Talking to Preteens About Sex

Talk to preteens about sex

As children grow into preteens, they change and mature in many ways, including sexually. While every child’s development is unique, many kids around the preteen age will begin to have thoughts, questions, fears, and interests about sex. This is typically the time where you must have “the talk” about sex to ensure your child’s safety. 

Understandably, many preteens are uncomfortable talking about sex with their parents, yet an open line of communication is essential for your child’s safety and health. Today, we’ll provide some insight about communicating openly when talking to preteens about sex. 

Start the Conversation Early 

If your child is still young, now is the time to begin communication about sex. Of course, the information discussed will evolve as your child ages. For babies and toddlers, you can begin to incorporate the scientific names for genitals. From age 2-5, focus on boundaries and what is and is not appropriate, to lay the groundwork for consent. Kids may start asking how babies are made, and the book “What Makes a Baby” may help guide you here. Elementary school-age kids should learn how to safely explore digital spaces, what sexual abuse is, and potentially the mechanics of sex-based on your child’s questions. 

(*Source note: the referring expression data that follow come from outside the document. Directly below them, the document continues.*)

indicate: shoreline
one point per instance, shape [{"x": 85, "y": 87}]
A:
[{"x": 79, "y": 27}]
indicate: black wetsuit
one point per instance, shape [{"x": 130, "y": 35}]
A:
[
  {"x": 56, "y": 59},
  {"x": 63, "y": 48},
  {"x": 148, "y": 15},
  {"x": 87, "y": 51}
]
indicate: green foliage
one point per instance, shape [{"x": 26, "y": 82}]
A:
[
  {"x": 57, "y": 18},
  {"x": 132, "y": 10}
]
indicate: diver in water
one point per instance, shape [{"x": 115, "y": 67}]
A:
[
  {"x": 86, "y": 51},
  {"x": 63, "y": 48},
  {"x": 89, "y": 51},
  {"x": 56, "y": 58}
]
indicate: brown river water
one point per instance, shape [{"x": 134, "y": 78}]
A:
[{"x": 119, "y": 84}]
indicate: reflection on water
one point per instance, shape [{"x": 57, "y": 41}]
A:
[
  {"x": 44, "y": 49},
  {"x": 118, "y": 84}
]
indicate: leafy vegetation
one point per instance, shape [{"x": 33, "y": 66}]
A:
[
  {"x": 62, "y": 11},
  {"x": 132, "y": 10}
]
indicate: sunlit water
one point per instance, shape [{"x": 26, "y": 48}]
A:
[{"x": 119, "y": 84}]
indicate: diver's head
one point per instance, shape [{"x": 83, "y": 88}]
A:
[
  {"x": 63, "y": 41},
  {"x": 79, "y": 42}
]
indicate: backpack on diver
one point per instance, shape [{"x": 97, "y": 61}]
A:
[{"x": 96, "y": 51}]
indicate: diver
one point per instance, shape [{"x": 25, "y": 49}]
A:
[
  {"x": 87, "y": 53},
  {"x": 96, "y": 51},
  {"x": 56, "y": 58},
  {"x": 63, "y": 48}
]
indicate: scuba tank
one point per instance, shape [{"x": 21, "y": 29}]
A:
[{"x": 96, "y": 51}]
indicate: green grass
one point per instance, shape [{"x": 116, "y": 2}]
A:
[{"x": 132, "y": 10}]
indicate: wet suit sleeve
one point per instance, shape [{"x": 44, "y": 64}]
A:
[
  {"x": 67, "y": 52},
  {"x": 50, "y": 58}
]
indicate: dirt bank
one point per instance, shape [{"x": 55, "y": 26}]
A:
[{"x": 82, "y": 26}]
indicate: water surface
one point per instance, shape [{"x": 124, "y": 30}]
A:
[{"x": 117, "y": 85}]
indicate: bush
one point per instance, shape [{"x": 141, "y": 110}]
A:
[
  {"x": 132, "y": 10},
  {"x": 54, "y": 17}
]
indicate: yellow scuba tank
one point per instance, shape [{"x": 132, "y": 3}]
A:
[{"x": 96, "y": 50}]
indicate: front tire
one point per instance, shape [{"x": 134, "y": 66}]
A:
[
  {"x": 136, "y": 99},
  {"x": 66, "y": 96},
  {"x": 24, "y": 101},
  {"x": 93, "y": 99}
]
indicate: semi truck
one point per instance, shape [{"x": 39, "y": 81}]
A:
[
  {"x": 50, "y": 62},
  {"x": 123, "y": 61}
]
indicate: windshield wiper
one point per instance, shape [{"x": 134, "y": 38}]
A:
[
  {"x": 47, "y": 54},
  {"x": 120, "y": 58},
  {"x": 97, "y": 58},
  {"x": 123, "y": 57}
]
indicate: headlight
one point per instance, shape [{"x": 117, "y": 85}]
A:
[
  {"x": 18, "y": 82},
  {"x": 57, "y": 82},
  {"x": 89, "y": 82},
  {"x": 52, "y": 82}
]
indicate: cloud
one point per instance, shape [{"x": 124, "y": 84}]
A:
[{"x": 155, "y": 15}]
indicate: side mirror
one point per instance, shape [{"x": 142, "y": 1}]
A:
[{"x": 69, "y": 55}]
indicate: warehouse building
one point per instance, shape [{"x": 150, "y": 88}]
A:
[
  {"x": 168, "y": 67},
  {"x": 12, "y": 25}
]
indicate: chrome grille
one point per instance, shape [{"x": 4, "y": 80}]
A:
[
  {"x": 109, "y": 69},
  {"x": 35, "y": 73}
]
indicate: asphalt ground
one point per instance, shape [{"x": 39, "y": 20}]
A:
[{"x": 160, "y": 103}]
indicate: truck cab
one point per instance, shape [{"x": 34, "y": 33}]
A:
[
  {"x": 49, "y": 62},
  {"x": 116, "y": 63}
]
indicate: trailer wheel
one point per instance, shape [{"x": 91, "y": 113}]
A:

Beginning the conversation about sex naturally starting at birth will make it much easier to establish communication and honesty with your children. However, it’s never too late to start. For preteens age 9-12, begin conversations about sexual choices and safe sex. Chat about internet safety and digital rules. 

Revisit the Topic 

Talking about sex with teens and preteens can be uncomfortable for both you and your child, but it’s not a one-and-done conversation. Even if your child does not seem ready to talk to you about it, keep the communication open and check in with your child about the subject in the future. If you continue to gently introduce the topic and present yourself as a resource, your preteen may slowly become more comfortable communicating about it with you. 

A Two Way Conversation 

During the first conversation, your child may not feel comfortable participating, and that’s okay. As you continue to approach the topic, try to foster a two-way conversation. Ask your child if they have questions, and respond without judgment, no matter how difficult it may be. Work with your child to find answers you may not know and to come up with action plans. 

Getting preteens to have open talks about anything is a challenge, let alone a topic as personal as sex. Starting the conversation early and allowing it to evolve as your child ages is a great way to establish trust and openness. Additionally, you should come back to the topic multiple times, even if your preteen was uncomfortable at first. The ultimate goal is to keep your child safe and offer them love and support as they continue to develop.